Luke shows how Jesus lived as the perfect man of faith filled with the Holy Spirit and power.
This introduces us to the outpouring of the Holy Spirit in Luke’s second book, the Acts, in which we get to walk in the same power of the same Holy Spirit who filled Jesus on earth.
John shows us Jesus as the eternal Word who created all things. In John, Jesus declares who He is and how we can have eternal life through Him. Jesus is God who became man for us.
…“I am the light of the world. Whoever follows me will not walk in darkness, but will have the light of life.” John 8:12 (ESV)
…“Truly, truly, I say to you, before Abraham was, I am.” John 8:58 (ESV)
…“I am the resurrection and the life. Whoever believes in me, though he die, yet shall he live, and everyone who lives and believes in me shall never die…” John 11:25-26 (ESV)
In Mark, Jesus is indeed the servant who suffers and dies like an ox slaughtered on the altar in Jerusalem.
Mark is a short book with only 16 chapters. From chapter 12 to 15, we see no miracles, only the journey to the cross and the death and burial of Jesus as the perfect sacrifice.
But what of the rest of Mark’s Gospel? Here I must seriously challenge traditional teaching.
In Chapter 1, Jesus appears casting out demons. In Mark Chapters one to three and chapters five to ten, we see Jesus like an Imperial Roman general conducting a brutal military campaign against his enemies, the spirits of darkness. We see little teaching in words but repeated supernatural confrontations with the forces of darkness, casting out demons, healing the sick and working miracle after miracle.
Jesus was demonstrating in action the kind of Christianity which He called us to practise in Chapter 16 after His miraculous resurrection.
…“Go into all the world and proclaim the gospel to the whole creation.
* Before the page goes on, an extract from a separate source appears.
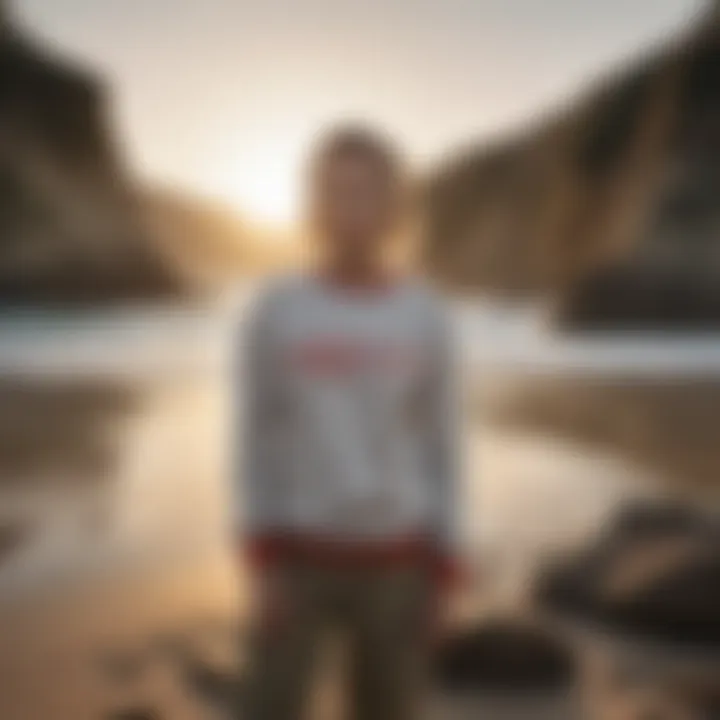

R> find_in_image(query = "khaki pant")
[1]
[242,565,431,720]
Whoever believes and is baptized will be saved, but whoever does not believe will be condemned. And these signs will accompany those who believe: in my name they will cast out demons; they will speak in new tongues; …they will lay their hands on the sick, and they will recover.” Mark 16:15-18 (ESV)
This is so controversial that many Bible scholars want to leave it out of the Bible. I believe this is nothing but intellectual unbelief. I believe this unbelief was already evident in scholars producing manuscripts 300 years after Jesus rose from the grave.
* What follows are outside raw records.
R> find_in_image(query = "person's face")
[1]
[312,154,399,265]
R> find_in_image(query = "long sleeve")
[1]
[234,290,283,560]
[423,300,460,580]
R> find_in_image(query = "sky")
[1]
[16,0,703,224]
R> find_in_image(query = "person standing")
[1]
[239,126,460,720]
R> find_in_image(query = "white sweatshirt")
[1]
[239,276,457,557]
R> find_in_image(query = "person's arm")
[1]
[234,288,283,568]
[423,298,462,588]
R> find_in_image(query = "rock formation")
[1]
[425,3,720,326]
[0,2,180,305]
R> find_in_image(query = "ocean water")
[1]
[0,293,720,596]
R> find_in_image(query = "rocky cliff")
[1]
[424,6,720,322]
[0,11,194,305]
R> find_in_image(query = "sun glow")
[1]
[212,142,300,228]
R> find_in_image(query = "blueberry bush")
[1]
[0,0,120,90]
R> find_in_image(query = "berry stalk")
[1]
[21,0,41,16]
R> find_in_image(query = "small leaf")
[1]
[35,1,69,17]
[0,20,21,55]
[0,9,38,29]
However, without this ending, Mark’s Gospel is an incomplete fragment, like a story with no proper conclusion.
For a scholarly discussion, see the following web page:
Jesus always stood by the absolute authority and infallible truth of the scriptures but He was always challenging the way people understood these scriptures. We must do the same.
It is easy for us Pentecostals to criticise the religious traditions of other churches but if Jesus of Nazareth was with us in the flesh today, He would also challenge our Pentecostal traditions and practises.